In these lectures, I will cover how to parallelize R code using the Futureverse, which at its core consist of the future package (Bengtsson (2021)). Other packages in the Futureverse build on the future package to provide more powerful features, e.g. future.apply, furrr, and doFuture.

The Futureverse builds upon, enhances, and unifies established parallelization frameworks in R, e.g. parallel and foreach. You can think of it as a user friendly, unifying wrapper on top of many of the existing more low-level alternatives that each come with their own unique functions and settings. By using Futureverse, there are less things you have to worry about and your code will be less cluttered by special parallelization instructions.

The future package was introduced in 2015, and is now a stable and well established solution for parallelization in R. For example, it is among the top-0.9% most downloaded R packages, and there are hundreds of R packages that use it for their parallelization needs.

Take-home messages of this lecture set

By following these two lectures, you will learn that:

  • parallelization does not have to be hard

  • there are things you cannot parallelize

  • Futureverse simplifies parallelization in R (disclaimer!)

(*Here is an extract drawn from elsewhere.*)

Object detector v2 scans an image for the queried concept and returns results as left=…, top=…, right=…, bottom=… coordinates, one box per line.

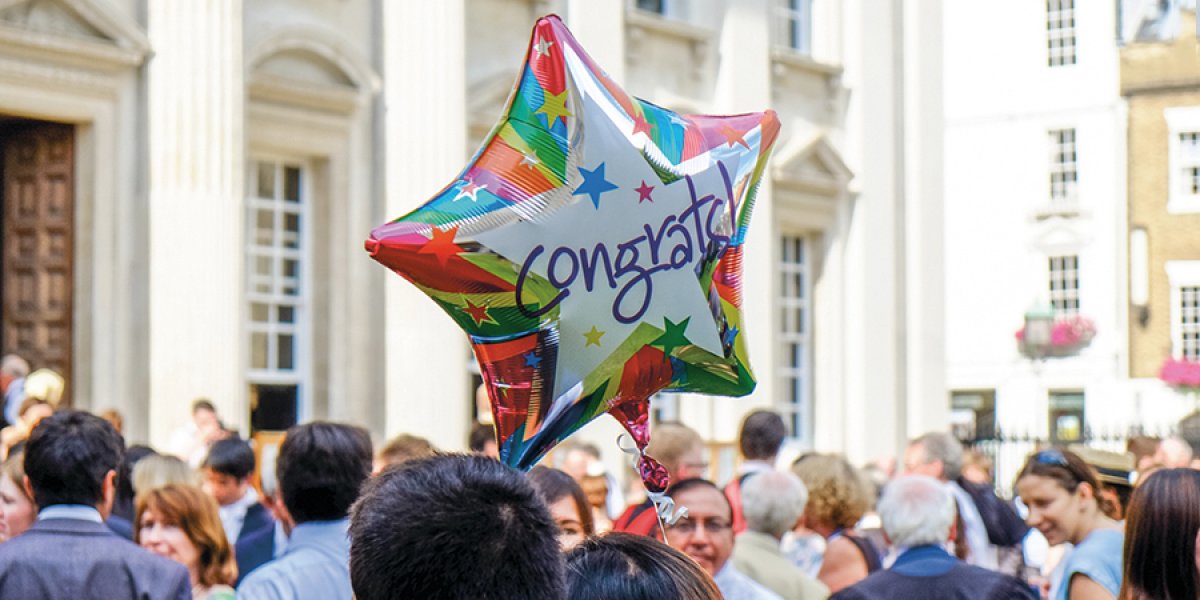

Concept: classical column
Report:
left=381, top=1, right=471, bottom=450
left=147, top=0, right=245, bottom=448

  • foreach() is not the same as a for-loop

  • forked parallel processing is neat, but we should use it with great caution

You will also learn:

  • a bit about the “future” concept for parallel programming

  • why it is called “futures”

  • that many programming languages supports futures, e.g. R, Python, Julia, and C++

  • about common mistakes to avoid

From this, I hope that you will think of parallelization as being less magic, especially if you never used it before.

Disclaimer

I am the creator and lead maintainer of the Futureverse ecosystem. I choose to use it to teach parallelization in R, because I think it is the simplest way to parallelize tasks in R.